Taburunuz hangi cephelerde ve hamlelerde yer aldı? Kadınlar olarak bu cephelerde konumlanmanız nasıldı?
Barîn: Şimdiye kadar tabur savaşçıları olarak Deyr Hefir, Qereqozak, Tişrîn savaşlarında ve Kobanê cephe savunmasında yer aldık. Kadın savaşçılar olarak bu cephelerde suikast ve sabotaj branşlarından doğru rol alıyoruz. İşgalci Türk devleti çetelerine karşı bu cephelerde yapılan operasyonlara katılıyoruz. Kadınlar olarak çetelere karşı yürüttüğümüz direniş onların kadın düşmanı yüzleri nedeniyle çok daha büyük bir anlam içeriyor.

DÜŞMANIMIZI İYİ TANIYORUZ

İşgalci çeteler ve Türk devletinin devrime saldırıları sürüyor. Komünist kadın savaşçılar olarak en ileri cephelerde yer almak ne anlam ifade ediyor?
Awaz: Kadın savaşçılar olarak Türk devleti ve çetelerine karşı büyük bir öfke ve kararlılıkla savaşıyoruz. Çünkü bu çetelerin Şengal'de Êzidî kadınları seks kölesi olarak pazarlara çıkardığı, Minbic'te yaralı kadın savaşçıları esir alarak işkence yaptıkları günlerin üzerinden çok uzun zaman geçmedi. Bizler düşmanımızı iyi tanıyoruz. Savaşımımızı da bu bilinçle yürütüyoruz.

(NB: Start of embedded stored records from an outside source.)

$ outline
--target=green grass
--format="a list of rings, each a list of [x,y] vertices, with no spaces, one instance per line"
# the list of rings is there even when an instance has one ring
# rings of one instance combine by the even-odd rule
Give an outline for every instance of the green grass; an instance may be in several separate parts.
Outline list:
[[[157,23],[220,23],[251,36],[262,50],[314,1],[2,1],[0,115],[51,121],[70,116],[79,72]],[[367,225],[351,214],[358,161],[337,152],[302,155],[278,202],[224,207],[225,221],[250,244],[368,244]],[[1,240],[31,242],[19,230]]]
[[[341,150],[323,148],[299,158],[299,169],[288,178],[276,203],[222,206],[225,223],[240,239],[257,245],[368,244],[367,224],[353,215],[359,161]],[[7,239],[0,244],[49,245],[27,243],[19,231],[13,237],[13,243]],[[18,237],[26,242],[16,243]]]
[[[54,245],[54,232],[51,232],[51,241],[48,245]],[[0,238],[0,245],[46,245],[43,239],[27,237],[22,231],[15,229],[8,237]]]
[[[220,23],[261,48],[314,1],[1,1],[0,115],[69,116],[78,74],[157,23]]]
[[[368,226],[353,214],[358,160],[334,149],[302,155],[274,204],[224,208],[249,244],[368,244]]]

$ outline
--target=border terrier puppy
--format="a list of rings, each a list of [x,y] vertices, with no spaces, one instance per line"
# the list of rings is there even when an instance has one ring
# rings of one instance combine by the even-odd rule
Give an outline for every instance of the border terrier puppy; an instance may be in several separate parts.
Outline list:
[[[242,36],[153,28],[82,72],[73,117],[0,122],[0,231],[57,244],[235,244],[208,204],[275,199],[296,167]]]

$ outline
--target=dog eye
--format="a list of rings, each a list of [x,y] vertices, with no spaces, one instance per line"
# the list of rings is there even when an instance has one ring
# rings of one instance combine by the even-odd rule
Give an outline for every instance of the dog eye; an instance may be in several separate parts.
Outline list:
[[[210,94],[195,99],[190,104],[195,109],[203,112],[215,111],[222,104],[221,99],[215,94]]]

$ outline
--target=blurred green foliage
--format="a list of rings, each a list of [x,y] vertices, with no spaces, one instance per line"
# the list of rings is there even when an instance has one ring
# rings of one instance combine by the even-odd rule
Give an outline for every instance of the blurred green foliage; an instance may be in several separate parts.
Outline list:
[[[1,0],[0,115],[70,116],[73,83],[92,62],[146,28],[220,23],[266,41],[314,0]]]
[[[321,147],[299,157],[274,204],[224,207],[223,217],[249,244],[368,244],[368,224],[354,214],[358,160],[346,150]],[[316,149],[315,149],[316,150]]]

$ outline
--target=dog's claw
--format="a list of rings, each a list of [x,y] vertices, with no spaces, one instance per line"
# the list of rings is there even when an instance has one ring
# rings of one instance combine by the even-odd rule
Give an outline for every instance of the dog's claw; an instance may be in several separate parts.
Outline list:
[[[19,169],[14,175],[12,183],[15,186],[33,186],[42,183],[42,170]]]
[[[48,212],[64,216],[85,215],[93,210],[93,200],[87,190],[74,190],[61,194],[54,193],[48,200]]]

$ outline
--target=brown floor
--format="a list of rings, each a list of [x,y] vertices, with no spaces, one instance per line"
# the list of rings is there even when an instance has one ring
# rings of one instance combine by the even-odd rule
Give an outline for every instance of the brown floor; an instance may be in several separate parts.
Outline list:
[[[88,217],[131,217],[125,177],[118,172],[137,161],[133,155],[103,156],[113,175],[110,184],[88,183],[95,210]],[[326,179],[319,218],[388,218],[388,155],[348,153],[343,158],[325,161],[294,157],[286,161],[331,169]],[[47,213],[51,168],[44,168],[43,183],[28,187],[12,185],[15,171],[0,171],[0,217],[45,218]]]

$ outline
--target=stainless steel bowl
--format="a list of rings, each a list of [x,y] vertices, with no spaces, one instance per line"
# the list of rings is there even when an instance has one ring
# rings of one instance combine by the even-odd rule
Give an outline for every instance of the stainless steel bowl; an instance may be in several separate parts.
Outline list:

HEPİMİZİN ÇOK NET OLDUĞU ŞEY DÜŞMANIN ELİNE SAĞ GEÇMEMEK

Politik islamcı çetelerle savaşırken yaşadığınız birkaç deneyimi paylaşır mısınız? 
Barîn:
Kısa süre önce çetelere karşı yapılan bir operasyona katıldık. Operasyonun başından itibaren kadın savaşçılar olarak büyük bir kararlılık ve istekle yer aldık. Çetelerin tekbir sesini de, attığımız mermi ve mayınlarımızın ardından korku ve acı içindeki çığlıklarını da duyabiliyorduk.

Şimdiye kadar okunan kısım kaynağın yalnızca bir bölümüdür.